Das voraussichtliche Gehalt liegt zwischen 65000 - 91000 € pro Jahr.
We are a specialty vaccine company that develops, manufactures, and commercializes prophylactic vaccines for infectious diseases addressing unmet medical needs.
We have leveraged our expertise and capabilities both to commercialize three vaccines, including the world’s first and only chikungunya vaccine, and to rapidly advance a broad range of vaccine candidates into and through the clinic, including candidates against Lyme disease, Shigella and Zika.
Responsibilities
We are currently looking for a motivated (Senior) External Manufacturing Manager (m/f/d) – CTM to join our team in Vienna . You will collaborate with internal departments such as R&D, Clinical, Quality and Supply Chain focusing on the following key responsibilities: Drug Substance Process, Technological Transfer & Scale-Up, Supply Chain & Planning, Supplier Relationship Management and Project Management. In detail you will be working on tasks such as:
- Oversee and manage the manufacturing of Clinical Trial Materials (CTM) through external partners and Contract Development and Manufacturing Organizations (CDMOs).
- Lead Drug Substance (DS) production , including efficient scale-up and tech transfer of DS processes from lab to clinical and commercial manufacturing scales.
- Act as the primary liaison between internal technical teams and external CDMOs to ensure high-quality, GxP/GMP-compliant production for clinical trials.

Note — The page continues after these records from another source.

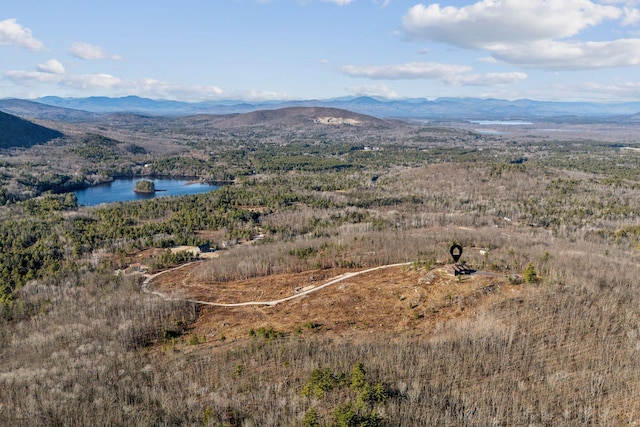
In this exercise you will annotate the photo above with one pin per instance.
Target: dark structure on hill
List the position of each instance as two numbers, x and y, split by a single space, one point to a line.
17 132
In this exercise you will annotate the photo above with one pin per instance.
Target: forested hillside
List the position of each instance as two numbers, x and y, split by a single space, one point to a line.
545 332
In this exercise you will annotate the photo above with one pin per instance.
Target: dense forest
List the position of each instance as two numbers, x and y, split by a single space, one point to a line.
82 344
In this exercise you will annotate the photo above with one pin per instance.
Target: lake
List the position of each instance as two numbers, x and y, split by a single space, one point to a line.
121 190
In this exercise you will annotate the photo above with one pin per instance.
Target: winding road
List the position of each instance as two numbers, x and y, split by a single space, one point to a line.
148 279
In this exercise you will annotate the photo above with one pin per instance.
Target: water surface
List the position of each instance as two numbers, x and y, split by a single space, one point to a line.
121 190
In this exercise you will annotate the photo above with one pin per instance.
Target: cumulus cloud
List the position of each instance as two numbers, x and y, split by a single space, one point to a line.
536 33
339 2
151 88
631 16
12 33
77 81
87 51
52 66
373 90
488 79
617 91
455 75
553 55
411 70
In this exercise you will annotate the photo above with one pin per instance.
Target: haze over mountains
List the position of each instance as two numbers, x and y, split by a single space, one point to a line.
416 108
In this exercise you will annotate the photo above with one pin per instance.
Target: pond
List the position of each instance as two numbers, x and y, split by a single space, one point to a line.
121 190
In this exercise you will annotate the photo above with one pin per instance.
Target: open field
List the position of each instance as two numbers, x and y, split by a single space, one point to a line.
550 337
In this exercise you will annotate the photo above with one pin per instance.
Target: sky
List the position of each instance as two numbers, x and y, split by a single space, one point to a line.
260 50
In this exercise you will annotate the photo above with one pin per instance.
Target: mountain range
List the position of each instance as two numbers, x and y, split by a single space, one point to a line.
415 108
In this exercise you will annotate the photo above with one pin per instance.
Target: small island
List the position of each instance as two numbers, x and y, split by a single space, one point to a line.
144 187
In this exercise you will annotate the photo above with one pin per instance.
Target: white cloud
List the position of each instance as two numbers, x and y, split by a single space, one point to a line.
618 91
339 2
411 70
488 79
151 88
535 33
373 90
87 51
52 66
495 22
631 16
77 81
553 55
12 33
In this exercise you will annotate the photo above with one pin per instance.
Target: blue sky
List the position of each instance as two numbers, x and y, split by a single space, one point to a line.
195 50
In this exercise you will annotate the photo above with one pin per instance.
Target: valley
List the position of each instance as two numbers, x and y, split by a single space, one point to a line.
325 262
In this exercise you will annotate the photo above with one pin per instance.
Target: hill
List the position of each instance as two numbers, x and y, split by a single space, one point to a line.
36 110
17 132
297 116
441 108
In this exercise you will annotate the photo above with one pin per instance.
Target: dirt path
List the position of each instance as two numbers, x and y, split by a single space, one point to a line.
337 279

- Adapt project planning and associated costs according to the specific requirements of each clinical phase to ensure successful CTM supply.

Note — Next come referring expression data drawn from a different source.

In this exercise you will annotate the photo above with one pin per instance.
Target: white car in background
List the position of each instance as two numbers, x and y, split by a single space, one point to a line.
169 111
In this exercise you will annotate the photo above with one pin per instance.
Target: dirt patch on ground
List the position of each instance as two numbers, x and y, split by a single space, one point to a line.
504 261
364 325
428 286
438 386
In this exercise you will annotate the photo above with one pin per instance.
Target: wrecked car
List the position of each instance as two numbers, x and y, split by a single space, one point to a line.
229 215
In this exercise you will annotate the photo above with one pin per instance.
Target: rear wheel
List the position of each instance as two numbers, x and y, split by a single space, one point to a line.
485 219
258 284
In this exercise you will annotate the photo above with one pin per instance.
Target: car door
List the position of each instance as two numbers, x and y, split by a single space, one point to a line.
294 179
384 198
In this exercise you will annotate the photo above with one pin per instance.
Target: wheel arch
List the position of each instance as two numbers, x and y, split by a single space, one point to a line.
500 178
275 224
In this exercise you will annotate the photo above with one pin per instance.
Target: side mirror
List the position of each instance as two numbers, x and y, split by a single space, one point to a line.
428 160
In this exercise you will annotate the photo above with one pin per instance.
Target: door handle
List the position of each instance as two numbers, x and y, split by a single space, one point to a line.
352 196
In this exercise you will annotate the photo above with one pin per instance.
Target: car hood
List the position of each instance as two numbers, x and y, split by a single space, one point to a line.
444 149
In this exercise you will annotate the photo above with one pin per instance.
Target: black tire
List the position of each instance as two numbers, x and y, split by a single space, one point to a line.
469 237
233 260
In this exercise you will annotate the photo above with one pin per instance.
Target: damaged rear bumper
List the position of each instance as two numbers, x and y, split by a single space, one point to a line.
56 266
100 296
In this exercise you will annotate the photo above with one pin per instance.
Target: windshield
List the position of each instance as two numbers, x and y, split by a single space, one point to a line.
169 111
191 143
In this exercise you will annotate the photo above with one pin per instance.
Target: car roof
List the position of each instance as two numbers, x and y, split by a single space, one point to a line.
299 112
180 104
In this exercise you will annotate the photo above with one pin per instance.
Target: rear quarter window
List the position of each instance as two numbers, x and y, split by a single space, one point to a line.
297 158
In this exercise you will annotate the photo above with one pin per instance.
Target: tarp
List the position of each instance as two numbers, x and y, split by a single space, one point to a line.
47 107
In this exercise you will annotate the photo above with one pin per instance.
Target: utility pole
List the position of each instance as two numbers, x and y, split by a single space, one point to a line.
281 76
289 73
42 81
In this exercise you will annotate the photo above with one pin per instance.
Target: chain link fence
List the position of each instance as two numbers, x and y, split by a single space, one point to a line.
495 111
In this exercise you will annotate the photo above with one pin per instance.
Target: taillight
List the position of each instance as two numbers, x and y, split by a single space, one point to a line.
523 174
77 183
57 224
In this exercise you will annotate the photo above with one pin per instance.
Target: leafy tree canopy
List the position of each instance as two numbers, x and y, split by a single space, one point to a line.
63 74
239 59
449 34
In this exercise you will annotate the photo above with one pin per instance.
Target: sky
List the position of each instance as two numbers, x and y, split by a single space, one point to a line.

- Manage timelines and resources effectively to ensure on-time delivery of all materials , while upholding the highest standards of quality and compliance.
- Demonstrate flexibility in responding to project changes and coordinate closely with external partners to meet key project milestones.
- Support regulatory filings, including IND and BLA submissions, ensuring manufacturing data and processes meet global regulatory standards.
- Collaborate with internal teams to provide the necessary technical documentation for regulatory submissions, including audits and inspections.
Minimum Requirements
- Advanced degree (Master\’s or PhD) in Chemical Engineering, Biochemistry, Biotechnology or related field.
- Minimum of 5-7 years of experience in Drug Substance (DS) manufacturing in the pharmaceutical or biotech industry, with a focus on clinical or commercial supply.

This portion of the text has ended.